April 10, 2010
Ray Stevens talks songwriting in 1982...
I do not know at what point in 1982 that this interview was conducted but it's a very good interview...it's an interview that sometimes plays out like one of those intimate 60 Minutes interviews and the reason I say this is because of the camera angles and the close-up's and the overall tone of the interview. There is some levity and jokes but for the most part it's a deadly serious discussion about songwriting. Ray talks about his inspiration for "The Streak" and "Everything Is Beautiful". Along the way Ray explains that he's been busy writing songs for what I assume is an upcoming album. If this is the case, depending on at what point in 1982 this interview was taped, Ray could have been talking about some of the songs he wrote for his 1982 Don't Laugh Now album or he could have been referring to the songs he wrote for his Me album, which was released in 1983.
The interview is conducted by the McCain Brothers and they ask about Ray's future projects.
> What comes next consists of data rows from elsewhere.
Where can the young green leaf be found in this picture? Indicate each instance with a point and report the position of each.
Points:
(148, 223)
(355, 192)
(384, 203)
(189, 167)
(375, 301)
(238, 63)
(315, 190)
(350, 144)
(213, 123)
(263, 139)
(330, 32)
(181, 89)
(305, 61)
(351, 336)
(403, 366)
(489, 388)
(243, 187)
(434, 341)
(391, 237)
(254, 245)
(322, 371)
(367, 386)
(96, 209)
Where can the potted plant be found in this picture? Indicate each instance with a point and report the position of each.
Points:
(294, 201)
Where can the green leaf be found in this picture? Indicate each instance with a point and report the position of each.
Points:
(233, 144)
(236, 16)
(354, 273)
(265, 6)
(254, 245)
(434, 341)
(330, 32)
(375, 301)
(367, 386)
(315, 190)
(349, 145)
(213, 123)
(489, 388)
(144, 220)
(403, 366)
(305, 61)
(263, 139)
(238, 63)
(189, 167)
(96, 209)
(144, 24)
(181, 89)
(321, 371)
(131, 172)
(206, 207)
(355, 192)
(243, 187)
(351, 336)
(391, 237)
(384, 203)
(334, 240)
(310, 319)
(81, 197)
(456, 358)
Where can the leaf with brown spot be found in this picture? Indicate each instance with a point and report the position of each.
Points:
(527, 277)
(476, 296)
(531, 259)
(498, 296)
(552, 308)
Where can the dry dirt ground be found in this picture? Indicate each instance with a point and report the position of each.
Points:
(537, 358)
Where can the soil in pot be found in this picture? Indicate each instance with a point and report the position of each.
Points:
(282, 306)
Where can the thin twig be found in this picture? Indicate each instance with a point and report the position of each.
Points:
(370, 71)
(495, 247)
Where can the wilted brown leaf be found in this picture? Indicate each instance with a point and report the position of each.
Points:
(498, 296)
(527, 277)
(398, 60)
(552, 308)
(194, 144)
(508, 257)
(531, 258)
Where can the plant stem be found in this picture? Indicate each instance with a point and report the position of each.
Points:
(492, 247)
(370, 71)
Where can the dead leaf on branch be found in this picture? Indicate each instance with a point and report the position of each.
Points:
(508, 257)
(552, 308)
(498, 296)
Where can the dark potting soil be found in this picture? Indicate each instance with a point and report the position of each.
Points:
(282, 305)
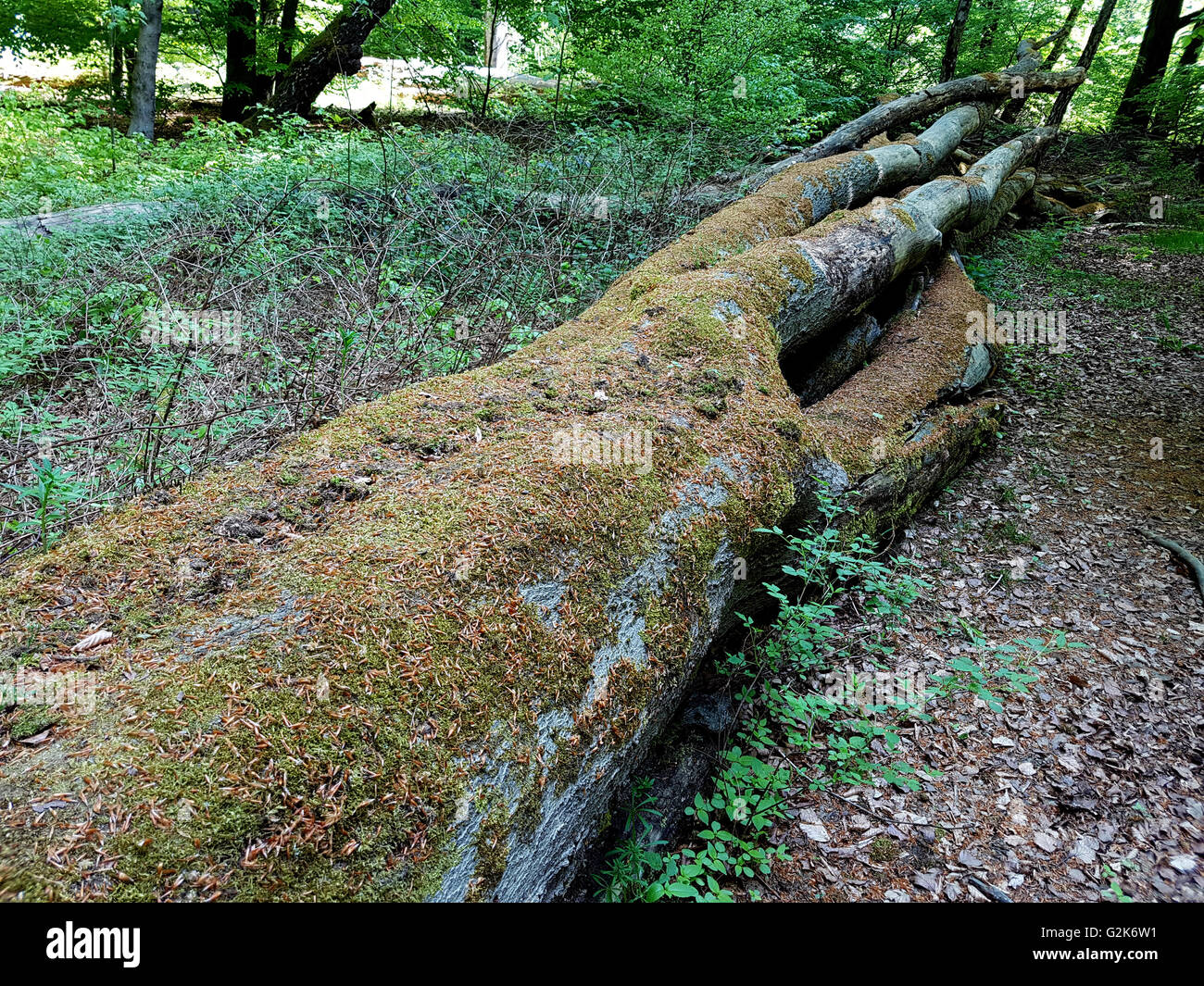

Newcomer fans of Ray Stevens who watch this may find it revealing that even in 1982 he was wanting to get into television regularly with a possible television program. This goal remained a constant throughout his career and it may have been fueled in the late '60s when so many pop/country singers were hosting their own television programs. Ray, in fact, became something of a regular on Andy Williams' show between 1969 and 1971...hosting the summer replacement show for Andy in 1970. In the early '90s Ray put together a pilot called Amazing Rolling Revue. It's long been out of print after initially being released on home video. The project was originally taped as a pilot for a television show. The title of the show referred to the way in which the comedy revue was presented. Based on the pilot, the show would feature skits and characters in addition to a special guest or two. Currently Ray sporadically tapes a series of shows called We Ain't Dead Yet which features a lot of country music personalities as regulars. It features a special guest each episode, too. This show is part of Ray Stevens Backstage, a subscription based service at his web-page.
Ray has appeared on countless television programs through the years. One of the things that I find interesting is back in the '60s and '70s the promotion departments of the various non-country music television programs would refer to Ray as composer/singer Ray Stevens. As the 1980's dawned, though, those same television shows would classify Ray as country artist/songwriter and then by the end of the decade he'd be referred to as a country comedian. Naturally, though, with the various style shifts in Ray's career through the years it makes sense.